Until about five years ago, truffles were hunted by pigs. The pigs would eat the truffles and contaminate the soil. I am sure this could also be an issue for a vegan or a vegetarian. Dogs now have become the hunters. They are trained as puppies to play fetch with truffles wrapped in cloths and then to bring them back. I named one of the dogs Nutella. He ate the truffle, though, upon finding it. E la vita, I guess.
Walking up the breathtaking hills of Valo de Nera, we passed sheep farms, hidden cemeteries and said Ciao to somebody’s grandmother. I think she wanted to hook a few of us up with her Italian grandsons. We definitely almost lost Dean Zonka a few times on the slippery slopes, but she proved to be a fearless leader, as always.
After truffle hunting, we were given a lesson on how to make ricotta cheese. Ricotta is not actually a cheese, according to the Italians. It is made from the whey. Maple wood is used to churn the cheese. And, I have to tell you, it tastes dynamite. It is incredibly fresh, satisfying and sexy.

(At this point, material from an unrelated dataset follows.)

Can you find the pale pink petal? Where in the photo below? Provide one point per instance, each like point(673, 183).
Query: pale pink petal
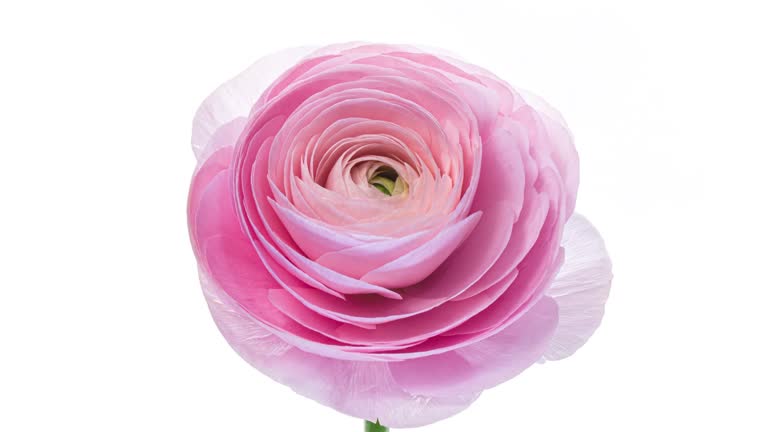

We were then served, what I thought was just going to be cheeses and wines, but turned out to be a house party of carbs. Truffles was infused into everything that we ate. From pasta to breads to frittatas. Personally, I hate mushrooms, but someone very close to me told me that I had to eat mushrooms in Italy. And, so I did. I loved them! Thank you, I miss you.
We then took a break in the old church that resided on the truffle farm. Adrian played the organ while Chef Altieri sang Journey. I was not able to capture this momentous occasion, but I know there is a video lingering somewhere. To be continued…
Our last stop was to the town of Preci, which was an old Monk Abbey. How does this tie into the culinary industry? Here lies the birth of charcuterie. What do you think about that Chef Coatrieux? Pigs were dissected here as a means for surgical and charcuterie purposes.
In addition, I found the place where I am going to get married. It was a group decision that I move here, get married, and have babies. I must find an Italian man first…we still have eight more days.
Although the weather called for rain, the sun eventually overpowered the dark clouds. It was a lovely day. For those of you who are not here with us, we brought you along for every mile and every memory. We love you, we miss you, and we will be together soon.